Factorise the following expressions:
(1) \[6a+6b\]
(2) \[12{{x}^{3}}y-4x{{y}^{2}}\]
(3) \[3ay+3az\]

Answer 1

Hint: We solve this problem by factorizing the given expressions one by one.
We take the common terms out from each term of the expression and then we check whether further factorization is possible or not.
If it is possible then we use the required algebra formula to factorize the given expressions.
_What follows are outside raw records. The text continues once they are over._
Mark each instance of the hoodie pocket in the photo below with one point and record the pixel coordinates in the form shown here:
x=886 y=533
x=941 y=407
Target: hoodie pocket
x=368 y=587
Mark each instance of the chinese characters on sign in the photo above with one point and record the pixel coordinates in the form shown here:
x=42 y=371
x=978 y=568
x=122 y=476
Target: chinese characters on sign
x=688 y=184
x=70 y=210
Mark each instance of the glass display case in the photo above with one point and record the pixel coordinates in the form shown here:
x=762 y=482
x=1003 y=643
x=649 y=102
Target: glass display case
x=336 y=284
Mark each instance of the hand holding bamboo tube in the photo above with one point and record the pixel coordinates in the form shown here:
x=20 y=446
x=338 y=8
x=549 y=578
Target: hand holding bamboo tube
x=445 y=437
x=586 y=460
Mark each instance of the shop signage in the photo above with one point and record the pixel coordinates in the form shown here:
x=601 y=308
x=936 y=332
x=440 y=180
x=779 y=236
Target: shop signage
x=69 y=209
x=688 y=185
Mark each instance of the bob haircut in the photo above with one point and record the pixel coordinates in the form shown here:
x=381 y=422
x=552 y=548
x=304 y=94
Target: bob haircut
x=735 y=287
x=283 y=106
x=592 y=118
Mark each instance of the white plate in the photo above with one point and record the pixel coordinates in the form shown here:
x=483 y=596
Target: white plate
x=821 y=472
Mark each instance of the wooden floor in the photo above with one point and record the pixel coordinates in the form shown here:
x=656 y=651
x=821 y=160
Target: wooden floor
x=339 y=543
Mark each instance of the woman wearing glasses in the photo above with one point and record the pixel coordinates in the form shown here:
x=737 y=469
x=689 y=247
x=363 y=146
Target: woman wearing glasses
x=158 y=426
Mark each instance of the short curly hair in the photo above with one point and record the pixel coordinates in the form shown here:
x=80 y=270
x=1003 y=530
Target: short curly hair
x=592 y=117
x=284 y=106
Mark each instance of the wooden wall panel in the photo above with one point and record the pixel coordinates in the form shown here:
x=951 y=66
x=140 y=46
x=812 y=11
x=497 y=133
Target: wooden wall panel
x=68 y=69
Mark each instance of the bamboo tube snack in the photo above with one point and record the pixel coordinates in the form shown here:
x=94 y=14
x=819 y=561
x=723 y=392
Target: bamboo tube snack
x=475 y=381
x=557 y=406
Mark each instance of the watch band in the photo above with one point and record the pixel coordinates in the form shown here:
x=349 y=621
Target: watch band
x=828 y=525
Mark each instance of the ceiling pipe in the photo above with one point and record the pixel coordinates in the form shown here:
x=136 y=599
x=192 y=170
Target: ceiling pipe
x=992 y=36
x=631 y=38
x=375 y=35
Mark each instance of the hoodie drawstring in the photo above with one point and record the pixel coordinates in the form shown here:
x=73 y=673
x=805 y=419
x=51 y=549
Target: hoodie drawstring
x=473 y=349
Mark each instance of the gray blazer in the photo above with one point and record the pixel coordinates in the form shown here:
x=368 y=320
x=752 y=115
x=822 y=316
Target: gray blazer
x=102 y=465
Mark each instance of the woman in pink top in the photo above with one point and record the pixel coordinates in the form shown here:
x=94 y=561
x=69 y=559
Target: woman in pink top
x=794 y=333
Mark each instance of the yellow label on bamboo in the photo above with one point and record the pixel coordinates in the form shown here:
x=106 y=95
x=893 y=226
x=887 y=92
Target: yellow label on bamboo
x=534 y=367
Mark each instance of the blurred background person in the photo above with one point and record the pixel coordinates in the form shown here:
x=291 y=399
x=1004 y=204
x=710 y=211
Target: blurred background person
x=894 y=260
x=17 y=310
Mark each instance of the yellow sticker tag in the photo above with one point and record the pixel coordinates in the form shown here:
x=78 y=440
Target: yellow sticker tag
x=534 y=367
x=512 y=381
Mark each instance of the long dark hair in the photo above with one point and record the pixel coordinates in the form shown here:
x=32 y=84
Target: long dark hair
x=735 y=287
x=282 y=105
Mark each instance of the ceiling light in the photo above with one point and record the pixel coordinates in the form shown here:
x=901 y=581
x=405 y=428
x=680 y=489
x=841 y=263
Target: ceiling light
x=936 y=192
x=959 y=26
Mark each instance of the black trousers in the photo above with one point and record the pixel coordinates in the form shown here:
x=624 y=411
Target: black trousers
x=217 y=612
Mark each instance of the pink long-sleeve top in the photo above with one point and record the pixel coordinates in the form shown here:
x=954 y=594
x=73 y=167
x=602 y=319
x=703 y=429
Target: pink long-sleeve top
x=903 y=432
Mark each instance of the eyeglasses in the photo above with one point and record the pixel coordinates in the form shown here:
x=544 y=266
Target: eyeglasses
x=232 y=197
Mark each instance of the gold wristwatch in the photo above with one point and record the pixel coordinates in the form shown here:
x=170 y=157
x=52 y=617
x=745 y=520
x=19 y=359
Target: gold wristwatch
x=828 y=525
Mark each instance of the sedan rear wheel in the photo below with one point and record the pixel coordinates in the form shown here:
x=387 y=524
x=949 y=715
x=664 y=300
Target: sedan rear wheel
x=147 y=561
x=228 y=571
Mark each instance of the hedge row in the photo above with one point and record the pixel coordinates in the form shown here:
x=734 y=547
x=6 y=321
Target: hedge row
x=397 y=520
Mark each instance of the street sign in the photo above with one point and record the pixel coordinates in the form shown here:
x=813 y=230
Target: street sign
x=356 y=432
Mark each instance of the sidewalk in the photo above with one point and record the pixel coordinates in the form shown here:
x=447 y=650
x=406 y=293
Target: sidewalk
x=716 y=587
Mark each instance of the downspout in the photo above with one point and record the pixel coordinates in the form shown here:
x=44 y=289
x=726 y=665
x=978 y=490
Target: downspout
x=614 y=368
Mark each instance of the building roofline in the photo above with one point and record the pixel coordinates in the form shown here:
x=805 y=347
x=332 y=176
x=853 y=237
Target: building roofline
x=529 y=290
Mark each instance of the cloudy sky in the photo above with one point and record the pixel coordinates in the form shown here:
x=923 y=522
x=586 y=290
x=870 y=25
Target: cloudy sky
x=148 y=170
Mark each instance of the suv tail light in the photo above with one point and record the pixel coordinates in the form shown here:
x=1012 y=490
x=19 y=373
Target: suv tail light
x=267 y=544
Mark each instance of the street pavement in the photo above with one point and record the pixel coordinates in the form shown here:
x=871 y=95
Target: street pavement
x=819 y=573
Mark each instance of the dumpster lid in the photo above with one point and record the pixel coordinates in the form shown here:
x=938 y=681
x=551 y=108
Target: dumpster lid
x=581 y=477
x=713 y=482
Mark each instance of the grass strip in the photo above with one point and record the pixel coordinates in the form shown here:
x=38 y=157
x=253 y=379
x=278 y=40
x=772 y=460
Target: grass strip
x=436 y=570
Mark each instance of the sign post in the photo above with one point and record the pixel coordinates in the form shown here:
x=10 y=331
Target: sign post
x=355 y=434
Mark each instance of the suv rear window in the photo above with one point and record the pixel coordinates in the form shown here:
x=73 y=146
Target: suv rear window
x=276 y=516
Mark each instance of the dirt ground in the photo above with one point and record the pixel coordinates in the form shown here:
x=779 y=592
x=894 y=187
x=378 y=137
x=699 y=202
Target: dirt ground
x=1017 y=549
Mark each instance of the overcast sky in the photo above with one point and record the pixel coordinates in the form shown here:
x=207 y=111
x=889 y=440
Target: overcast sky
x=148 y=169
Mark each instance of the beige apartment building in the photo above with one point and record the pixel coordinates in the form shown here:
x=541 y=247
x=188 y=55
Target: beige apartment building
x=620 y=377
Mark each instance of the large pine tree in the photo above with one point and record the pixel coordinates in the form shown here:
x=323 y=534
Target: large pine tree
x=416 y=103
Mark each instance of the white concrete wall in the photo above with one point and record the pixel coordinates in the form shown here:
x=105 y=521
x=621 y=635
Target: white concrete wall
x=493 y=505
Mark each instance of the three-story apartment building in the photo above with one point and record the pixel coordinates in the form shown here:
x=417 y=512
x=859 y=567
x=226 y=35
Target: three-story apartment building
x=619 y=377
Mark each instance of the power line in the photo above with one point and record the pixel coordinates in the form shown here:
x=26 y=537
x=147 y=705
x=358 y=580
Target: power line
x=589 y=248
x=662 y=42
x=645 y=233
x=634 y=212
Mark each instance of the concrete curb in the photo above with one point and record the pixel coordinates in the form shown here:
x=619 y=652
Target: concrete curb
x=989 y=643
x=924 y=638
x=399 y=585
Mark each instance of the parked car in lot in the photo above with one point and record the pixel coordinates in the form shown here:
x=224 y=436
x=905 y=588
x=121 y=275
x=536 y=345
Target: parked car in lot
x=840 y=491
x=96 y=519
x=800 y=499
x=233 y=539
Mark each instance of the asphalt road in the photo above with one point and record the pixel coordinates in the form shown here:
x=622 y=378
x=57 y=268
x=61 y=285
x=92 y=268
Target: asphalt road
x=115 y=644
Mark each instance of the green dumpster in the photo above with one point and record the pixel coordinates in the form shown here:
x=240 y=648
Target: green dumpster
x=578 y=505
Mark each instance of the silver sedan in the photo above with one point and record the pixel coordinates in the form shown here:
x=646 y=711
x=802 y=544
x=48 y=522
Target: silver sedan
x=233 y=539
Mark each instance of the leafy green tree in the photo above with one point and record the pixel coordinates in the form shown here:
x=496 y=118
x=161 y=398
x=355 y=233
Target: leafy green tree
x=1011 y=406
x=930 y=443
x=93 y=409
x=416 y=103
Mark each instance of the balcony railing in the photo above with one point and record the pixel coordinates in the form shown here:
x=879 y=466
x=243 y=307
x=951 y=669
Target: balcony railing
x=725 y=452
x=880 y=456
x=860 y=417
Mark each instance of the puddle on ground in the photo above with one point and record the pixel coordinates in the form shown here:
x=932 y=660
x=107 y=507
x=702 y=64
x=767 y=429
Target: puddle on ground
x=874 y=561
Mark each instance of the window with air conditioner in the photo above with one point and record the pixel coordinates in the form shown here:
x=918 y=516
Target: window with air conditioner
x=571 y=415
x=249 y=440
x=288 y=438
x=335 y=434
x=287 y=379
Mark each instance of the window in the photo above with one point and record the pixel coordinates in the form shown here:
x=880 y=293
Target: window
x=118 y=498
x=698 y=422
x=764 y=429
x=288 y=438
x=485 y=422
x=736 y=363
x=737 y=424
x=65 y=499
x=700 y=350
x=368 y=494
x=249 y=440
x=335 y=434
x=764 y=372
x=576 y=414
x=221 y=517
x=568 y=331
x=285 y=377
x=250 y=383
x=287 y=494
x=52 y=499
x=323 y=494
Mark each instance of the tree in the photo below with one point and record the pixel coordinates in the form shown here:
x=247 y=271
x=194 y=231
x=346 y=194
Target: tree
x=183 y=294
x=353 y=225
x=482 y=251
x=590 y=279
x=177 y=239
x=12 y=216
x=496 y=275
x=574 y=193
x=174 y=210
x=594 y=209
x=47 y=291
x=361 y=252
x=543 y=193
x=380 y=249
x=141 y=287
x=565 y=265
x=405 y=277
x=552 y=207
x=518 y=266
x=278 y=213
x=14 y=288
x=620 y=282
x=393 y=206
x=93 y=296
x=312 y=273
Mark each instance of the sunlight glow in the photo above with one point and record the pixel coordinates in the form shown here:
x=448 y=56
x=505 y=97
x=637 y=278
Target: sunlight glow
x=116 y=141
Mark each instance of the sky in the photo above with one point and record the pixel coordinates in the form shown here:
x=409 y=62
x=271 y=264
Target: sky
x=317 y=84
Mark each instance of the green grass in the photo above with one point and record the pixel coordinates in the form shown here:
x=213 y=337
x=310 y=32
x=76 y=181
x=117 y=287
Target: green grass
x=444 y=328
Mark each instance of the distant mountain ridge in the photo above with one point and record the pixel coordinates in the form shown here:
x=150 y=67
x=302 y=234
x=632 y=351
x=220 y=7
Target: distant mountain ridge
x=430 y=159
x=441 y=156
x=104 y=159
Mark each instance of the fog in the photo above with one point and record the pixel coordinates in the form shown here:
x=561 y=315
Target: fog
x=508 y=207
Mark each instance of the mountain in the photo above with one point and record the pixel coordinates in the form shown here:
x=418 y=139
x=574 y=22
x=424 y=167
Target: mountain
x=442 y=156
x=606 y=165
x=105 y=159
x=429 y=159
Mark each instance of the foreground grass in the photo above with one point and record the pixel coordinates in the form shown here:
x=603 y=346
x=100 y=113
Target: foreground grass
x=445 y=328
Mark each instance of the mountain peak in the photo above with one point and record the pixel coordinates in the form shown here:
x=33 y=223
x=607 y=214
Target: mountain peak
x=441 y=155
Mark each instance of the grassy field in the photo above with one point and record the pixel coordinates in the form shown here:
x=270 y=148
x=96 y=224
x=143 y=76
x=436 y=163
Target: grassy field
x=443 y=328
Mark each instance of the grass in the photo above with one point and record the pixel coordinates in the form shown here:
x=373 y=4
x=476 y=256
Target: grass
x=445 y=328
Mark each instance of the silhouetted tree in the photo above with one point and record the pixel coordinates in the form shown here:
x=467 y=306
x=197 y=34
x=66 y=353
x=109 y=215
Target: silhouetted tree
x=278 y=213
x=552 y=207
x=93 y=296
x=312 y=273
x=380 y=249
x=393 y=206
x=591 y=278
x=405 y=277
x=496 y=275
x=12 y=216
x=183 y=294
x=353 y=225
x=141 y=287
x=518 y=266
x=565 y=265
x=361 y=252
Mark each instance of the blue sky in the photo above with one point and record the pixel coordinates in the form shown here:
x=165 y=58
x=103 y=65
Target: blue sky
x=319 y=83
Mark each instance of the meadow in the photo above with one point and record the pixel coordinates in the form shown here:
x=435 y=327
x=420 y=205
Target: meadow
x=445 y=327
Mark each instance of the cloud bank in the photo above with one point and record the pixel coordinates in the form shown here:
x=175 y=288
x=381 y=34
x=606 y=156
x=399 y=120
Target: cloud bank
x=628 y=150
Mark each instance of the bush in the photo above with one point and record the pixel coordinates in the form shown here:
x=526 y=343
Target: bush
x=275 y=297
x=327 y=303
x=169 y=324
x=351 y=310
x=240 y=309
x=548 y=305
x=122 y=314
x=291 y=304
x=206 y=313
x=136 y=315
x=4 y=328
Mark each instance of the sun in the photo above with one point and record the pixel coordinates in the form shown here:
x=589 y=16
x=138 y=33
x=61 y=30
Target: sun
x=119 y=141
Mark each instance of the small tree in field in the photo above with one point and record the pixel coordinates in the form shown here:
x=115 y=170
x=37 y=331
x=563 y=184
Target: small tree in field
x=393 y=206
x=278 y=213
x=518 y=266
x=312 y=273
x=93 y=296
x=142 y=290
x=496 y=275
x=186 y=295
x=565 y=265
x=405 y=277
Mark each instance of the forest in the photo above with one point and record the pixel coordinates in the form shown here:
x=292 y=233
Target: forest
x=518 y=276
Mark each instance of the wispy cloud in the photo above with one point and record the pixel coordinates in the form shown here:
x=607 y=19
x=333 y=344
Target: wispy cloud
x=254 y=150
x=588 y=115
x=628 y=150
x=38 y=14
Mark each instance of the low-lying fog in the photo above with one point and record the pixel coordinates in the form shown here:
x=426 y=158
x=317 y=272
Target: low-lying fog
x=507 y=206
Complete step by step answer:
We are given some expressions to factorize.
Let us factorize the given expressions one by one.
(1) \[6a+6b\]
Let us assume that the given expression as
\[\Rightarrow E=6a+6b\]
Now, let us take the common terms out from the above equation then we get
\[\Rightarrow E=6\left( a+b \right)\]
Here, we can see that the above expression cannot be further factorised
So, we can conclude that the factorisation of \[6a+6b\] as
\[\therefore 6a+6b=6\left( a+b \right)\]
(2) \[12{{x}^{3}}y-4x{{y}^{2}}\]
Let us assume that the given expression as
\[\Rightarrow A=12{{x}^{3}}y-4x{{y}^{2}}\]
Now, let us take the common terms out from the above equation then we get
\[\Rightarrow A=4xy\left( 3{{x}^{2}}-y \right)\]
Here, we can see that the above expression cannot be further factorised
So, we can conclude that the factorisation of \[12{{x}^{3}}y-4x{{y}^{2}}\] as
\[\therefore 12{{x}^{3}}y-4x{{y}^{2}}=4xy\left( 3{{x}^{2}}-y \right)\]
(3) \[3ay+3az\]
Let us assume that the given expression as
\[\Rightarrow P=3ay+3az\]
Now, let us take the common terms out from the above equation then we get
\[\Rightarrow P=3a\left( y+z \right)\]
Here, we can see that the above expression cannot be further factorized
So, we can conclude that the factorization of \[3ay+3az\] as
\[\therefore 3ay+3az=3a\left( y+z \right)\]

Note:
Students may do mistakes in the factorization method.
In the first expression, we get the expression after the factorization as
\[\Rightarrow E=6\left( a+b \right)\]
Here, we can stop the factorization because there is no possibility of further factorization.
But students may do mistake and take the expression further as
\[\Rightarrow E=6\left( {{\left( \sqrt{a} \right)}^{2}}-{{\left( \sqrt{b} \right)}^{2}} \right)\]
Now, we can factorize further. But this is no need because we mostly try to factorize the given expression in the linear form that is having the power of variable as 1. So, there is no need for this type of further factorization.